U.S. President Donald Trump has exempted such migrants from a temporary curb on immigration during the crisis.
Elsewhere, Nigeria's federal government is making identity cards, so farmworkers can move freely during a national lockdown after many were stopped by police. Iraq's Agriculture Ministry said farmworkers were exempted from curfew measures, and farmers were allowed to move harvesting machinery around the country.
To keep transport links running smoothly, Brazilian toll-road operator CCR SA has distributed over 1,000 food and hygiene kits a day to truck drivers as service outlets are closed.
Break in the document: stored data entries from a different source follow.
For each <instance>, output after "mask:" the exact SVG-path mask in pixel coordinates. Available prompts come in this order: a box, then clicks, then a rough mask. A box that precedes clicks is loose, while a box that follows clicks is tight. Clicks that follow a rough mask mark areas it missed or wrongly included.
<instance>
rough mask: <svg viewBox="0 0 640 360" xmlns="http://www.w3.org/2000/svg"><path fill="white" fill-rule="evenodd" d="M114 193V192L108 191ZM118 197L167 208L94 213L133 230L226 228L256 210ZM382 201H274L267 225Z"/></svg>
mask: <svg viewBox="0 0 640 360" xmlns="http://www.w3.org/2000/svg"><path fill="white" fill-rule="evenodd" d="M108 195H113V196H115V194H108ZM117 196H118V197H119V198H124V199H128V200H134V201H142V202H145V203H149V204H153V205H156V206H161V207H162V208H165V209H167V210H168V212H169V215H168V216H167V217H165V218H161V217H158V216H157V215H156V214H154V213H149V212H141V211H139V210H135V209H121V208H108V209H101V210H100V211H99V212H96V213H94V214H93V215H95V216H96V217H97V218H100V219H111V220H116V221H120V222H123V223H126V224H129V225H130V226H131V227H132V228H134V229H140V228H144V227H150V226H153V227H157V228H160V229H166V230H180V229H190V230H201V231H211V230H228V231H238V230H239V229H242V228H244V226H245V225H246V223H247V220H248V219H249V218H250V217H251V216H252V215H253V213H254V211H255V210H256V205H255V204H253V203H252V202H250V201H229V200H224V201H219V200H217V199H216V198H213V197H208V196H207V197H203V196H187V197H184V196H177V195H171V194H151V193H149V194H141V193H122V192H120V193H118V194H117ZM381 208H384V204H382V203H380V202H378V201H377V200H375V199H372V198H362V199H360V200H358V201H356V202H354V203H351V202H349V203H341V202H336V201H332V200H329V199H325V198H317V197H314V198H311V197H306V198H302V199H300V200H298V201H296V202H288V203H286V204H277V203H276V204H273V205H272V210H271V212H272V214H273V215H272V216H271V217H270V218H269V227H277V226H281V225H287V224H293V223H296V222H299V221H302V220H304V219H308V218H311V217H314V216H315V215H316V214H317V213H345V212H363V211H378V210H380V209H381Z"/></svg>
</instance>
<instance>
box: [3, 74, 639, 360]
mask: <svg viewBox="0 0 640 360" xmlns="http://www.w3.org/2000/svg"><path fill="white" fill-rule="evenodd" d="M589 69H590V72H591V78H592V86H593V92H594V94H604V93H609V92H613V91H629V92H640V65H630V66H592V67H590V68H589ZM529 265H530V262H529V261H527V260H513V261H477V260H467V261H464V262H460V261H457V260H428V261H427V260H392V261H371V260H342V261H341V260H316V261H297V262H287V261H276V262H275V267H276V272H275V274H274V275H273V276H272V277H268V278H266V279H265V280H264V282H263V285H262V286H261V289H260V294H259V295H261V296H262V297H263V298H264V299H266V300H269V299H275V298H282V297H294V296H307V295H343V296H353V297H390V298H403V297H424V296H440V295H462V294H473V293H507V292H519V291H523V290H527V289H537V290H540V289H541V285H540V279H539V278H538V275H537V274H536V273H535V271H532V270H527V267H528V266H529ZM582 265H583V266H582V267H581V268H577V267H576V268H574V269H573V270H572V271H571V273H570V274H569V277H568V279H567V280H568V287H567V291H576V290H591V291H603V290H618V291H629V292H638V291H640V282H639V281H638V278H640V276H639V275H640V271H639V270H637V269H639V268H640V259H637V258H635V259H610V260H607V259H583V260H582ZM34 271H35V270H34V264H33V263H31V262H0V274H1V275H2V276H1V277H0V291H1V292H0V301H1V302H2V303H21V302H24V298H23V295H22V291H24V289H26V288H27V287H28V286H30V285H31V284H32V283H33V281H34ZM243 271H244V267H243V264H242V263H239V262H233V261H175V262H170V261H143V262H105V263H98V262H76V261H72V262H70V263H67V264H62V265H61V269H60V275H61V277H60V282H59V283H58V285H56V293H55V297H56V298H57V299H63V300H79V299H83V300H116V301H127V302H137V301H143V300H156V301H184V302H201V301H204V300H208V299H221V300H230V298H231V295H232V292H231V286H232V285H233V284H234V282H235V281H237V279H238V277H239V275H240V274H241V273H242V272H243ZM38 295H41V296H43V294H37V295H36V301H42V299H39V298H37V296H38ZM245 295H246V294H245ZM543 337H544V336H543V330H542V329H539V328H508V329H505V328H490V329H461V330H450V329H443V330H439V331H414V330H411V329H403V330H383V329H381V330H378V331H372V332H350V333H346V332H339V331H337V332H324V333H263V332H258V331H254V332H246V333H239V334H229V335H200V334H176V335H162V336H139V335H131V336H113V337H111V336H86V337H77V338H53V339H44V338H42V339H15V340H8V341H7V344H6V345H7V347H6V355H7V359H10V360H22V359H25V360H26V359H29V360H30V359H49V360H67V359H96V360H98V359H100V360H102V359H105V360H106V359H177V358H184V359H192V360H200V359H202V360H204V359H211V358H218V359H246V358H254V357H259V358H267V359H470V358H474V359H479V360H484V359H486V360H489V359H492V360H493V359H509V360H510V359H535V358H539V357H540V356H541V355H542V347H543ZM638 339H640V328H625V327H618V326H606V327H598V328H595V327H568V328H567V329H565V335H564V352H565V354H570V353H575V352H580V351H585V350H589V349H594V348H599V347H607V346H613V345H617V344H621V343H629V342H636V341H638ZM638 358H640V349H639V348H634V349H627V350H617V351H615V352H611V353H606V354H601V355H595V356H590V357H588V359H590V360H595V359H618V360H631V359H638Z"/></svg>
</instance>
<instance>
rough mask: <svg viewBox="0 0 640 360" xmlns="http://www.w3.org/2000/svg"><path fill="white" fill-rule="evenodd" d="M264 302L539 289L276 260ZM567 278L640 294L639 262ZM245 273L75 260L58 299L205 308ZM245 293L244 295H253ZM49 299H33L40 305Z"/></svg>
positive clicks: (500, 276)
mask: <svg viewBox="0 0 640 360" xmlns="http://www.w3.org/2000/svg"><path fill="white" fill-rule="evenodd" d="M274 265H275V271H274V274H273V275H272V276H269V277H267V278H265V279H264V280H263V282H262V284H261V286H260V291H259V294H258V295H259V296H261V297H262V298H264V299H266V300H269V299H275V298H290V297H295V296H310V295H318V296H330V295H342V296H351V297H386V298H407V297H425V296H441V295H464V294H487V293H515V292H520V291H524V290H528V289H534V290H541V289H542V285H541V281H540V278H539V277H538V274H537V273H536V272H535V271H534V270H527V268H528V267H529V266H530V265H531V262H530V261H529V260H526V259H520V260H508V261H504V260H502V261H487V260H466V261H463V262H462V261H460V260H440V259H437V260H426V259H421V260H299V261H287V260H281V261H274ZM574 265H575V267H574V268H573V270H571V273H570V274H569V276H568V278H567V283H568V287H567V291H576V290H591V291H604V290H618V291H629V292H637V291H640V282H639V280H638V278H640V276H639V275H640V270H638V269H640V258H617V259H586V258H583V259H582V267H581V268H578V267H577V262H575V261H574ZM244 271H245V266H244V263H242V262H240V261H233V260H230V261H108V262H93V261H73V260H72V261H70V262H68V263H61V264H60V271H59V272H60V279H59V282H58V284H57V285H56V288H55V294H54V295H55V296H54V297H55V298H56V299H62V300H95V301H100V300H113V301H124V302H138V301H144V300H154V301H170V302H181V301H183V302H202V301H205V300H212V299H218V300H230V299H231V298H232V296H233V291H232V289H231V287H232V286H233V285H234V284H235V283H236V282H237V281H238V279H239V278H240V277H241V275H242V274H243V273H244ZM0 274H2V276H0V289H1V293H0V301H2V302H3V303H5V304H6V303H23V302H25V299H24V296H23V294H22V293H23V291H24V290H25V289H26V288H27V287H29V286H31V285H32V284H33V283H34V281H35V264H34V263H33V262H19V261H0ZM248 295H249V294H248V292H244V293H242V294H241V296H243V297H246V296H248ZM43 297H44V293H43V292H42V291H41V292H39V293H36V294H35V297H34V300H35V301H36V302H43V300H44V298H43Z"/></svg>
In Kenya, Rubi Ranch has been sending avocados to Europe by ship due to limited air freight capacity, as airlines have grounded aircraft and cut off the company's usual supply route.
There is no denying that some farmers will prosper and others will struggle. Many growers are vulnerable to labor shortages, supply chain disruptions, and fluctuating prices linked to the pandemic, while smaller farmers are enjoying the new trend of selling directly from farm to table, lending to higher revenues than ever before. One thing is for sure; we all need to adapt to the challenge of doing things differently.